"Get up there on those leaves, you horn-tailed horror! Move on,—you lepidopterous son of a wigglejoint, or I'll pull your real name on you in a minute and paralyze you stiff!" He drew a long breath. "You know how I'm beginning to remember their real names? I swear 'em half an hour a day. Next time you have trouble with those hickeys of yours, try swearing caterpillar at 'em, and you'll find out."
I laughed, and he grinned with me.
"Say," said he, abruptly. "I've been listening with both my ears to what that boy was talking to you about awhile ago. Thinks he can buck the Boss, does he?"
"Perhaps he may," I admitted.
"Nifty old bird, the Big Un," said Mr. Flint, squinting his eyes. "And," he went on, reflectively, "he's sure got your number in this burg. Take you by and large, you lawabiders are a real funny sort, ain't you? Now, there's Inglesby, handing out the little kids their diplomas come school-closing, and telling 'em to be real good, and maybe when they grow up he'll have a job in pickle for 'em—work like a mule in a treadmill, twelve hours, no unions, and the coroner to sit on the remains, free and gratis, for to ease the widow's mind. Inglesby's got seats in all your churches—first-aid to the parson's pants-pockets.
"Inglesby's right there on the platform at all your spiel-fests, smirking at the women and telling 'em not to bother their nice little noddles about anything but holding down their natural jobs of being perfect ladies—ain't he and other gents just like him always right there holding down their natural jobs of protecting 'em and being influenced to do what's right? Sure he is! And nobody howls for the hook! You let him be It—him with a fist in the state's jeans up to the armpit!
"Look here, that Mayne kid's dead right.
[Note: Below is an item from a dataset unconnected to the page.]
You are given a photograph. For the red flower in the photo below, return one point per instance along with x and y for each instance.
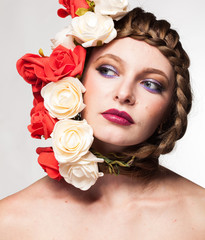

It's you good guys that are to blame. We little bad ones see you kowtowing to the big worse ones, and we get to thinking we can come in under the wires easy winners, too. However, let me tell you something while I'm in the humor to gas. It's this: sooner or later everybody gets theirs. My sort and Inglesby's sort, we all get ours. Duck and twist and turn and sidestep all we want, at the end it's right there waiting for us, with a loaded billy up its sleeve: Ours! Some fine day when we're looking the other way, thinking we've even got it on the annual turnout of the cops up Broadway for class, why, Ours gets up easy on its hind legs, spits on its mitt, and hands us exactly what's coming to us, biff! and we wake up sitting on our necks in the middle of day-before-yesterday and year-after-next. I got mine. If I was you I wouldn't be too cock-sure that kid don't give Inglesby his, some of these days, good and plenty."
"Maybe so," said I, cautiously.
"Gee, that'd be fly-time for all the good guys in this tank, wouldn't it?" he grinned. "Sure! I can see 'em now, patting the bump on their beams where they think the brain-patch sprouts, and handing out hunks of con to the Lord about his being right on his old-time job of swatting sinners in their dinners. Yet they'll all of them go right on leading themselves up to be trimmed by the very next holdup that's got the nerve to do them! Friend, believe a goat when he tells you that you stillwater-and-greenpasture sheep are some bag of nuts!"
"Thank you," said I, with due meekness.